Dal nostro lettore speciale
(Il Giornale, Mercoledì 19 Marzo 2008)
Si
racconta che il giovane Cristoforo, ansioso di combinare qualcosa nella vita,
passasse buona parte del suo tempo seduto su una bitta, in porto, e più
precisamente in quella che era la vecchia darsena e oggi l'attuale Porto
Antico, sognando un giorno di potersi imbarcare su una di quelle navi e andarsene
così per il mondo. E si racconta anche che le sue umili origini, in quanto
figlio di un lanaiolo, frenassero alquanto le sue ambizioni. Si racconta, appunto.

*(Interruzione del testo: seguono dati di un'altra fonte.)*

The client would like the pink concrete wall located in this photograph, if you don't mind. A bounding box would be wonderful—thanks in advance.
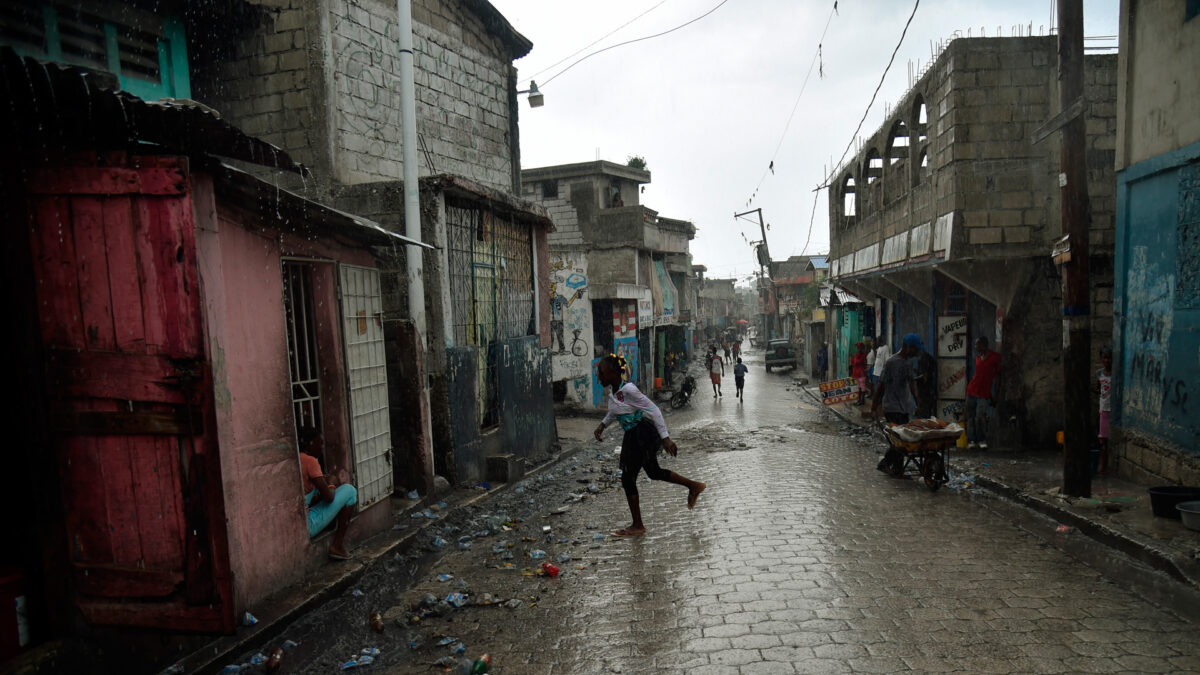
[197,186,390,611]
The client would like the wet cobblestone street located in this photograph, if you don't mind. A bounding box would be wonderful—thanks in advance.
[243,348,1200,674]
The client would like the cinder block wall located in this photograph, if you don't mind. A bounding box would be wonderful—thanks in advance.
[193,0,520,192]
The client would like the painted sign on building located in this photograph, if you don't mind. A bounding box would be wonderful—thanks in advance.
[820,377,858,406]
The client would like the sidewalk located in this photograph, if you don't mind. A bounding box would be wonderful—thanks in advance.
[800,386,1200,620]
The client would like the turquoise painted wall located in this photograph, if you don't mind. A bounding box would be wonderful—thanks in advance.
[1114,138,1200,454]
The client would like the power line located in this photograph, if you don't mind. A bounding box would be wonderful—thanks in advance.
[529,0,667,79]
[817,0,920,190]
[542,0,730,86]
[746,1,838,207]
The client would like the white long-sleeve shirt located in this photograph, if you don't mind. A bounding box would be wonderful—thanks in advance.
[601,382,671,438]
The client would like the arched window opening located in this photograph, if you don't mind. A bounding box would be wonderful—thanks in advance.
[912,96,929,143]
[863,148,883,185]
[888,120,908,166]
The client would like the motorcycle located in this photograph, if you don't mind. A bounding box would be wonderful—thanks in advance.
[671,375,696,410]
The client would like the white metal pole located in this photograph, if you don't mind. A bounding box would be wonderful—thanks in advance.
[396,0,425,338]
[396,0,433,489]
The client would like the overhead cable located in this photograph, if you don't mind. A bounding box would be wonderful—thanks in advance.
[529,0,667,79]
[817,0,920,190]
[542,0,730,86]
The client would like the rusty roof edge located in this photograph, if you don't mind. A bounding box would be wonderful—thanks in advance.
[420,173,554,232]
[214,162,437,249]
[0,46,312,175]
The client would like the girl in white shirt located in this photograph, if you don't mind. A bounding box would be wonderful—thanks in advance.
[595,354,707,537]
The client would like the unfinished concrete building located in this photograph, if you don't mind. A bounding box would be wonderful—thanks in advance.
[829,37,1116,446]
[521,161,696,407]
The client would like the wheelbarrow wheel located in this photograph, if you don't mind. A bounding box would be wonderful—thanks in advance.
[922,454,946,492]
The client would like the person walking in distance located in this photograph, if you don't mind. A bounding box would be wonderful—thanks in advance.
[912,333,937,418]
[850,342,869,406]
[871,333,920,424]
[733,357,750,404]
[871,335,892,389]
[1093,346,1112,476]
[708,350,725,399]
[595,354,708,537]
[966,335,1000,450]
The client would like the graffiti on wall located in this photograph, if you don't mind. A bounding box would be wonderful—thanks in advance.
[1123,246,1194,422]
[550,251,596,405]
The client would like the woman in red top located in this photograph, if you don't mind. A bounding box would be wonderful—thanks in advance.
[850,342,866,406]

Perché a quanto pare la vita di colui che è passato alla storia
come il più grande navigatore di tutti i tempi, non fu esattamente quella
che ci è stata insegnata sui banchi di scuola. È da diversi anni
che la storiografia ufficiale sta ristudiando la figura di Cristoforo Colombo
cercando di tratteggiarla in un modo più verosimile di quanto non sia
stato fatto finora. Migliaia di volumi a lui dedicati hanno cercato di approfondirne
carattere e motivazioni. Senza poi parlare di certi libri che al solo scopo
di "vendere" chissà quali verità nascoste, comprese
nazionalità diverse dalla sua, hanno reso ancora più ingarbugliata
la leggenda dell'uomo che, grazie al suo ingegno, ha traghettato il Medio
Evo nell'Era Moderna. Tra i libri seri, cioè quelli che si riferiscono
alla Storia con la "S" maiuscola, ce n'è uno, uscito
da poco, che merita davvero di essere letto. Mi riferisco a "Cristoforo
Colombo, corsaro e crociato" scritto dalla studiosa tedesca Corina Bucher,
sapientemente tradotto da Adriano Ardovino e pubblicato in Italia dalla Salerno
Editrice di Roma, un editore da sempre specializzato in saggi di alto livello
culturale. E già dalle prime pagine chiunque se ne rende conto. Tanto
per cominciare la premessa del libro è scritta dalla nostra Gabriella
Airaldi, e cioè la docente universitaria genovese che può ben
definirsi l'erede spirituale della scuola di Paolo Emilio Taviani. E quindi
si parla di Colombo basandosi su fatti e documenti, non su ipotesi e fantasie.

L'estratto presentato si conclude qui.